DeepThinkVLA: An Innovative Framework for Endowing Visual-Language-Action Models with Explicit Reasoning Capabilities

Developed by the OpenBMB team, DeepThinkVLA addresses the lack of explicit reasoning in existing Visual-Language-Action (VLA) models through a hybrid attention decoder and explicit Chain-of-Thought (CoT) mechanism, significantly improving decision quality and task success rates. This framework achieves an average success rate of 97% on the LIBERO benchmark, providing an interpretable and highly robust solution for the field of embodied intelligence.

VLA models are a key direction in robot control, capable of generating action sequences based on visual observations and natural language instructions. However, most existing VLA models use end-to-end reactive architectures and lack explicit reasoning, leading to poor performance in complex tasks or unexpected situations. DeepThinkVLA draws on the CoT prompting technique from large language models and innovatively applies it to the field of embodied intelligence, allowing robots to "think" before executing actions to improve decision quality.

The core of DeepThinkVLA is its hybrid attention decoder architecture: the 2.9-billion-parameter decoder is split into two stages—an autoregressive reasoning stage to generate a complete Chain-of-Thought, followed by switching to a bidirectional attention mechanism to output action blocks in parallel, resolving modal conflict issues. To address reasoning latency, the Masked-CoT strategy is proposed, which masks reasoning tokens while retaining action-related information. This maintains a 96.5% success rate while reducing latency to only 0.175 times that of the baseline.

Data Engine: Two-stage CoT annotation pipeline—1. Key frame extraction + cloud-based Large Visual-Language Model (LVLM) annotation generation + manual review; 2. Fine-tuning a local VLM with high-quality samples to automatically annotate remaining frames, ensuring trajectory coherence. The constructed LIBERO CoT dataset has been open-sourced.

Training Pipeline: Two-stage training—1. Supervised Fine-Tuning (SFT) uses cross-entropy loss to learn reasoning-action coordination; 2. Reinforcement learning based on Grouped Reinforcement Policy Optimization (GRPO), which improves long-term task performance (LIBERO-Long task success rate increased from 94.2% to 96.2%) through sparse reward normalization and KL regularization.

LIBERO Benchmark: Average success rate of 97% (99% for Object class, 96.6% for Spatial class, 96.4% for Goal class, 96.2% for Long class), outperforming baselines like autoregressive and diffusion models.

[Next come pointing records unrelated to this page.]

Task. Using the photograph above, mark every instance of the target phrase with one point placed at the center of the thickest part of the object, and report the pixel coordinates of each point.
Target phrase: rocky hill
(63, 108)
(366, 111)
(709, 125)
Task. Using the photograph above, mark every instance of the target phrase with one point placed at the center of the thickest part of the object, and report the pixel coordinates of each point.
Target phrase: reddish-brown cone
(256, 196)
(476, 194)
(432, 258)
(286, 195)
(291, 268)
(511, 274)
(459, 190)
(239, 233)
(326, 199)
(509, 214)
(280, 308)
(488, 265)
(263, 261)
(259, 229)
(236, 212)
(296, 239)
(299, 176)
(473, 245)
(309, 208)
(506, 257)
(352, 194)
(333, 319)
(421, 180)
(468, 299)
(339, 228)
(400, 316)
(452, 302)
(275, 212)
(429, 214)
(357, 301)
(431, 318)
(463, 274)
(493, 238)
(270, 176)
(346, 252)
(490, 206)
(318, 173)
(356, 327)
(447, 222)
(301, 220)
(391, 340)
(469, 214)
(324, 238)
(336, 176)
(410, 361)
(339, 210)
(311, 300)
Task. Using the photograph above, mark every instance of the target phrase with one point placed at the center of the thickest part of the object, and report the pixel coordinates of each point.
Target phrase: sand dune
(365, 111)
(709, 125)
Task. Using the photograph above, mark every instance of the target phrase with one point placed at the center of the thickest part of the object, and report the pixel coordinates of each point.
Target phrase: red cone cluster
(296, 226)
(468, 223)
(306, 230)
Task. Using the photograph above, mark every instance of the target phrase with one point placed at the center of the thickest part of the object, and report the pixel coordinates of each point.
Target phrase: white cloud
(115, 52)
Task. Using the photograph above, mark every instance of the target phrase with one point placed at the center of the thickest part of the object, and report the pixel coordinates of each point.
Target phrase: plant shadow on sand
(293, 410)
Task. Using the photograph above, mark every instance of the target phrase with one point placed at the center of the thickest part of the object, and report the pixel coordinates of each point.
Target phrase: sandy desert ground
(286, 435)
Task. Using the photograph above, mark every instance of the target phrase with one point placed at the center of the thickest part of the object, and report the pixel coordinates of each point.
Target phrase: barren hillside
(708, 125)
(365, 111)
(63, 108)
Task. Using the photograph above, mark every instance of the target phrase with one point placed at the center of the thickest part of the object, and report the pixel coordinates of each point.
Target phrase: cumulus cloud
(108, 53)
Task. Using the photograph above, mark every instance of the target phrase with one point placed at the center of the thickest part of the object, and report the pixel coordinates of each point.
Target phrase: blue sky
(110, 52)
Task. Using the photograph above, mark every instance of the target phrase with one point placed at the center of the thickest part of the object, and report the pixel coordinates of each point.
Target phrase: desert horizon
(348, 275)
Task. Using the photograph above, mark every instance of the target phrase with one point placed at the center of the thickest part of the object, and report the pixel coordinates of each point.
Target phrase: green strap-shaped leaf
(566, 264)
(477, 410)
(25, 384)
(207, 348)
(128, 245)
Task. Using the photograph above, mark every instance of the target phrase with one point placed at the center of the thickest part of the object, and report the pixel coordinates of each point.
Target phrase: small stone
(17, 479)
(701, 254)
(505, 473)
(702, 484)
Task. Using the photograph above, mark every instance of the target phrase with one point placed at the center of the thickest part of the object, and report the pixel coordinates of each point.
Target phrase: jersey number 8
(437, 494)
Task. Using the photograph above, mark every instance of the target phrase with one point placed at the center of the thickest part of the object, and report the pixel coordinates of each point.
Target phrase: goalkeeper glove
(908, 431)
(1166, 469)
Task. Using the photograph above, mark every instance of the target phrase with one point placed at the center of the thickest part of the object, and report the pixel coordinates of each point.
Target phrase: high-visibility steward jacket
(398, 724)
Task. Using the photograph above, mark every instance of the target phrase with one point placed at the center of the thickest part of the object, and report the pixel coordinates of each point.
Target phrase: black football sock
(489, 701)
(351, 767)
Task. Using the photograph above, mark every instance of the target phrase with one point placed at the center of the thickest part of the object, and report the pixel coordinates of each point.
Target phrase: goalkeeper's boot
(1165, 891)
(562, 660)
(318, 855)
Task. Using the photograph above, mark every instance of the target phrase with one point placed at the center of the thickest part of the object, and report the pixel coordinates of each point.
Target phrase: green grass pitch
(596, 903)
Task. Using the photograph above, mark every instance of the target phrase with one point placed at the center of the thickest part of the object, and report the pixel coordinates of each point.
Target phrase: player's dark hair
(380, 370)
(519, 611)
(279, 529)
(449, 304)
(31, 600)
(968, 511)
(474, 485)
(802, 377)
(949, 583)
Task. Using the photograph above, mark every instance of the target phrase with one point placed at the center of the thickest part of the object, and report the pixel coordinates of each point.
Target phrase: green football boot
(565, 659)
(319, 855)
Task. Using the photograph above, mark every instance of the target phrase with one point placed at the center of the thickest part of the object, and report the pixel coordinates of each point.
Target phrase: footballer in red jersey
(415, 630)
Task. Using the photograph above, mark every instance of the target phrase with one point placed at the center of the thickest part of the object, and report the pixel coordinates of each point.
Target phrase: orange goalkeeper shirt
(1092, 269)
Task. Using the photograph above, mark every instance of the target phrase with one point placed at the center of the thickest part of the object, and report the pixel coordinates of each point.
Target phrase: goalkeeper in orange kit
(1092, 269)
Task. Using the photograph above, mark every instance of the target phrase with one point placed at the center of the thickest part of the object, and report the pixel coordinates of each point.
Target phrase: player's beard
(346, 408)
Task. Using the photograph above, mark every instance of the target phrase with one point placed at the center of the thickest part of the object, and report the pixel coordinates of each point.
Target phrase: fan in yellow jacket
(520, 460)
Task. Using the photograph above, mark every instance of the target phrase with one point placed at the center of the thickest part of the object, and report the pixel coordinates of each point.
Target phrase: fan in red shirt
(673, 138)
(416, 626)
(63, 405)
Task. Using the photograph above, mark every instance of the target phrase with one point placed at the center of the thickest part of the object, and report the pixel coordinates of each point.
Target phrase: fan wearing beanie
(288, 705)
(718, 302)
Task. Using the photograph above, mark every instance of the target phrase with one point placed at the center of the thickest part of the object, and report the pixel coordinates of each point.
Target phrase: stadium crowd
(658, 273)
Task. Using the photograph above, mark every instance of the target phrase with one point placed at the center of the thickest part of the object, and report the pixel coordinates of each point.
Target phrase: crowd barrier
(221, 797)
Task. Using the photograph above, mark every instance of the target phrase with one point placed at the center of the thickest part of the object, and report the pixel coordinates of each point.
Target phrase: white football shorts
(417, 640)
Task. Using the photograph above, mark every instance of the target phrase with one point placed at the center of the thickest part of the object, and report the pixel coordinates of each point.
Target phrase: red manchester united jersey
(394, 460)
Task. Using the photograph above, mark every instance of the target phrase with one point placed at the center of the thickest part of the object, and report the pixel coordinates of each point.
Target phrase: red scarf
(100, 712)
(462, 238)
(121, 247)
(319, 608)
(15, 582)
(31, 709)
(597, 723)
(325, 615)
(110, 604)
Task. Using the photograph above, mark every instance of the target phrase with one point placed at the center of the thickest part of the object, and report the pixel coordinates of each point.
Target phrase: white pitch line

Architecture Comparison: The hybrid decoder improves performance by 15.5% compared to the autoregressive CoT variant; random CoT reduces performance to 85.1%, demonstrating the importance of reasoning quality.

Zero-Shot Transfer: Zero-shot testing on LIBERO Plus (with perturbations in object layout, instructions, etc.) achieves an overall success rate of 79%, showing good robustness.

Self-Correction Capability: The explicit reasoning mechanism allows the model to identify execution errors (e.g., object dropping) and guide recovery actions via the Chain-of-Thought, while reactive baselines tend to stagnate.

Research Significance: Shifting from end-to-end black-box mapping to interpretable and debuggable explicit reasoning improves the safety and controllability of robot systems. In the future, further integration of reinforcement learning and VLA can be expected to promote the deployment of intelligent robots.

Open-Source Resources: Model weights (base/SFT/RL versions), LIBERO CoT dataset, training and evaluation scripts, DeepSpeed configurations, etc.

Environment Requirements: Linux/WSL + NVIDIA GPU (CUDA 12.x), Python ≥3.10; SFT requires 8x80GB GPUs.

Usage Tips: Enabling Masked-CoT during evaluation reduces latency. The project is built on components like Hugging Face, and related projects are acknowledged.